LucyPhone was a free service that allowed consumers to avoid the wait time that occurs when call center operators place them on hold.

Established in March 2010 by brothers Mike and Tom Oristian, LucyPhone was used 70,000 to 80,000 times per month by August 2010. The service's name was inspired by the phone popularized by the television show I Love Lucy. The service is no longer available.

==History==
LucyPhone was founded in March 2010 by brothers Mike and Tom Oristian, Stanford University graduates who live in Richmond, Virginia. The service was inspired by the frustration they experienced as consumers who had to wait lengthy periods of time when call center operators place them on hold. The Oristians began developing LucyPhone in mid-2009; they funded the project through their web consulting company Decogram Corp.

Tom Oristian wanted to name his firstborn Lucy, but his first child received a different name. He said in an interview that "[t]he next baby that came along was this project", so the company was named LucyPhone. According to WHEC-TV, the founders named the company after the phone universalized in the television show I Love Lucy. PC World said the site's name is from the acronym "Let Us Call You".

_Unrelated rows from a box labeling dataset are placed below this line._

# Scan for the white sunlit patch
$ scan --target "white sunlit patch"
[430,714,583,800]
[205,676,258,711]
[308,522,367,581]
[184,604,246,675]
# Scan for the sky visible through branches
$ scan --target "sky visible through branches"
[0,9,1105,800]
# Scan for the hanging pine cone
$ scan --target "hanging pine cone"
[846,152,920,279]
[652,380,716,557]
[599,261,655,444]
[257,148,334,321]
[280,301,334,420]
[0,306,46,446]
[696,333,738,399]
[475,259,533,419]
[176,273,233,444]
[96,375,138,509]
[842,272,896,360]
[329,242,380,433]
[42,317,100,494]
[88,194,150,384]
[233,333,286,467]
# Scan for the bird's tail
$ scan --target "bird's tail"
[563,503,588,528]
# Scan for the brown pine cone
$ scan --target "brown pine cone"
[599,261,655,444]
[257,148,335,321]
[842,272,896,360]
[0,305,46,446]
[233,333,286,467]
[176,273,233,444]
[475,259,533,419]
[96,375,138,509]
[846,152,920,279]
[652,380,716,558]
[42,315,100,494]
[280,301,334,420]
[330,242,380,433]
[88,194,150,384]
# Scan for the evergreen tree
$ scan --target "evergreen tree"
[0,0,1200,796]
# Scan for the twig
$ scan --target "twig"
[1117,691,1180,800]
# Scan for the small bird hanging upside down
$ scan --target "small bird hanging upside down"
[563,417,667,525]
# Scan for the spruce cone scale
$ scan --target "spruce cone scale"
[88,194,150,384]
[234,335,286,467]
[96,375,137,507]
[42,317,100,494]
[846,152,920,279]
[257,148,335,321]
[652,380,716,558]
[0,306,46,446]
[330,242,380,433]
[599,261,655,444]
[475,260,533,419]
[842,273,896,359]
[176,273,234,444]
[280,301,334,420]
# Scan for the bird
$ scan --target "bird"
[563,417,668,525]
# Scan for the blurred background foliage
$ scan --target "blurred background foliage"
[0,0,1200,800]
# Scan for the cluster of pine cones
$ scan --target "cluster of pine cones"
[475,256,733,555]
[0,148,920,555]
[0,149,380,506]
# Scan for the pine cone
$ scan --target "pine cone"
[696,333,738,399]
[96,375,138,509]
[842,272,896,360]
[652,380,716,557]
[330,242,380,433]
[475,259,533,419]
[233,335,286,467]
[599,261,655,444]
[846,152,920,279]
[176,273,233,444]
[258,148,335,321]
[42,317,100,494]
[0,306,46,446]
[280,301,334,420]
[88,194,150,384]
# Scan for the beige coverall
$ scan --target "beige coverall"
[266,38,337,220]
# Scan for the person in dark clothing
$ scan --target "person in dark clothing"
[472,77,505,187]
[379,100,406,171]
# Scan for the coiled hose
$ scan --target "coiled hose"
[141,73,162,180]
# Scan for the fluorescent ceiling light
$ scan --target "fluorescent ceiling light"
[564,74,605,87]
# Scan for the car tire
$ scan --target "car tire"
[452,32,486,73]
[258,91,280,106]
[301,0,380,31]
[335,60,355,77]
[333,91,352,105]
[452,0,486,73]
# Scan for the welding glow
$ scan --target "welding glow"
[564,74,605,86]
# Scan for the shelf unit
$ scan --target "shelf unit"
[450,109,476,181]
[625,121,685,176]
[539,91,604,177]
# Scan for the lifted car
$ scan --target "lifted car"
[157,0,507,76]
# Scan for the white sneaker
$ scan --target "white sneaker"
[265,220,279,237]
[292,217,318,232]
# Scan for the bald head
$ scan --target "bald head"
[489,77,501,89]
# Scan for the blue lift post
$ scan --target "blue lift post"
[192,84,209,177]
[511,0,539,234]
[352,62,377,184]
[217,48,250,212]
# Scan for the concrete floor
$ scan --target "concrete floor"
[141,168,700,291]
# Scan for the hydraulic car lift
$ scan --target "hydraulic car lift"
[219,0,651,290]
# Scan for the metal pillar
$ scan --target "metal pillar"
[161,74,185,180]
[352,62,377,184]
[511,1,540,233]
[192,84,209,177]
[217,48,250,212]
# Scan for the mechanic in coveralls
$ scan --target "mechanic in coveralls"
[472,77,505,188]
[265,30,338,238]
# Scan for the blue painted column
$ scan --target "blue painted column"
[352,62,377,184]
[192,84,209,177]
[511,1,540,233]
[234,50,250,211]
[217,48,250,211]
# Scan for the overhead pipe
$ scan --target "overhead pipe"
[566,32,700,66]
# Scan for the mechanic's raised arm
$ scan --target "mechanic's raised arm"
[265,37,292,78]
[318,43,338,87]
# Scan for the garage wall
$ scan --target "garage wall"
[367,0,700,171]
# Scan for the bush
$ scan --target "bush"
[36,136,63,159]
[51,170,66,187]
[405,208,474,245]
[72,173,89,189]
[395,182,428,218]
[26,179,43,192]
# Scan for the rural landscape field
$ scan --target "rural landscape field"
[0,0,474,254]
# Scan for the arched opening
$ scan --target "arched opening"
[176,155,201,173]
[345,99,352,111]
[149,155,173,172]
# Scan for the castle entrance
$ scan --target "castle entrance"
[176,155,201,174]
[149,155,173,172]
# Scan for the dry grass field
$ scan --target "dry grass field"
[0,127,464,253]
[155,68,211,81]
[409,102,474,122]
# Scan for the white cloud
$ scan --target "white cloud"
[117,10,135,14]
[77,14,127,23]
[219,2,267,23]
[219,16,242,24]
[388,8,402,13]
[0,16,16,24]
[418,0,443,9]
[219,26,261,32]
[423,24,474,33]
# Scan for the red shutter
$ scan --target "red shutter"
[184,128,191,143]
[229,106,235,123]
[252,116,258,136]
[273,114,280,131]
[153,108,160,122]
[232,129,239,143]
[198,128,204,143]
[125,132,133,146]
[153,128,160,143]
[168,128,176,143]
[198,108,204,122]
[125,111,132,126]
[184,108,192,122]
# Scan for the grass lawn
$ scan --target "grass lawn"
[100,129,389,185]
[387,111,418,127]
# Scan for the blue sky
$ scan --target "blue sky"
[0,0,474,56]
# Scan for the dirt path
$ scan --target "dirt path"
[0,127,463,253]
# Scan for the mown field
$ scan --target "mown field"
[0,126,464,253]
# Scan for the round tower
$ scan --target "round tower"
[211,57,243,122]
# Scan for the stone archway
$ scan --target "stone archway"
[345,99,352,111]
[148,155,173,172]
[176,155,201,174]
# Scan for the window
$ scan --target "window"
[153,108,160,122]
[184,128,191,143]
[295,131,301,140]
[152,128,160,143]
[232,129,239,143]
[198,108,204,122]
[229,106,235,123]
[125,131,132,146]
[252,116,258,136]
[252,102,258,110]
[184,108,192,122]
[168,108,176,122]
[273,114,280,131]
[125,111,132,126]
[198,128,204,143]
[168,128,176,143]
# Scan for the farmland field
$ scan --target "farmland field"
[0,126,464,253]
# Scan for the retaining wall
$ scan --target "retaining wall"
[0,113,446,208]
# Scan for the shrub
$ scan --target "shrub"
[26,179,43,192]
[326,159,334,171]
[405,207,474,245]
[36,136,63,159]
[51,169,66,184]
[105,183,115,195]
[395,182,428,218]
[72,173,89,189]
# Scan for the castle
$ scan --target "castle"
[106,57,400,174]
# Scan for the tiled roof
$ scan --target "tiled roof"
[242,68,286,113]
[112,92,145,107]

The brothers used Twitter and hired a New York publicist to promote their service. LucyPhone does a real-time search on Tweets that contain phrases such as "on hold with", and then, through its Twitter account, automatically follows those Twitter users. People followed by LucyPhone frequently view LucyPhone's profile because they are curious about having a new follower. For example, on March 14, 2010, New Yorker Dave Cirilli sent a Tweet that stated "Aaaaand that would be THREE HOURS on hold with 1-800-JETBLUE! Okay, @JetBlue, you beat me! You wore me down! I give. Goodnight." When Cirilli discovered that LucyPhone was following him, he tried the service. Cirilli contacted the company later and became its publicist.

The Oristians further devised an iPhone app that was downloaded 60,000 times in July 2010. By August 2010, use of the site expanded to 70,000 to 80,000 times per month. In August 2010, Mike and Tom Oristian were the company's only employees.

The founders initially planned to offer the service for payment but later decided to offer it for free. Co-founder Tom Oristian stated in an interview that they "quickly learned" that a subscription business model was not the correct business model. The company hoped to make a profit in the future by having companies pay to place a LucyPhone widget on their websites.

The app was a product of CallPromise LLC, which the Oristians founded. CallPromise created a "virtual queueing" product hosted in the cloud that would serve businesses who could allow clients to call them, hang up, and wait for a customer support representative team member to respond. The service was used by Intuit and MetLife. In 2015, Virtual Hold Technology (VHT), a company based in Akron, Ohio, purchased a minority interest position in CallPromise. In 2016, VHT purchased the rest of CallPromise.

==Service==
Users can key in customer service numbers to LucyPhone or search for the phone numbers of the companies they wish to contact. When a user is placed on hold, he or she can press two asterisks, "**", and his or her phone is disconnected while LucyPhone remains connected to customer service. When a customer service representative answers the phone call, LucyPhone calls the user back.

In order for LucyPhone to function successfully, it needs the assistance of customer service agents. The reason is that when the agents answer a call, LucyPhone's recorded message asks them to press 1 to receive a call from the anticipating customers. The call center agents sometimes hang up on LucyPhone's request because they are used to interacting solely with humans. The company reported that fewer than 10% of the calls are terminated by customer service agents. Government agencies such as the IRS, are instructed not to accept Lucyphone calls.

LucyPhone was supported on desktop and on mobile platforms including iOS and Android. Lifehacker wrote that "it'd be nice if LucyPhone implemented the same kind of skip-ahead-in-the-tree service of apps like Fonolo or Dial Zero".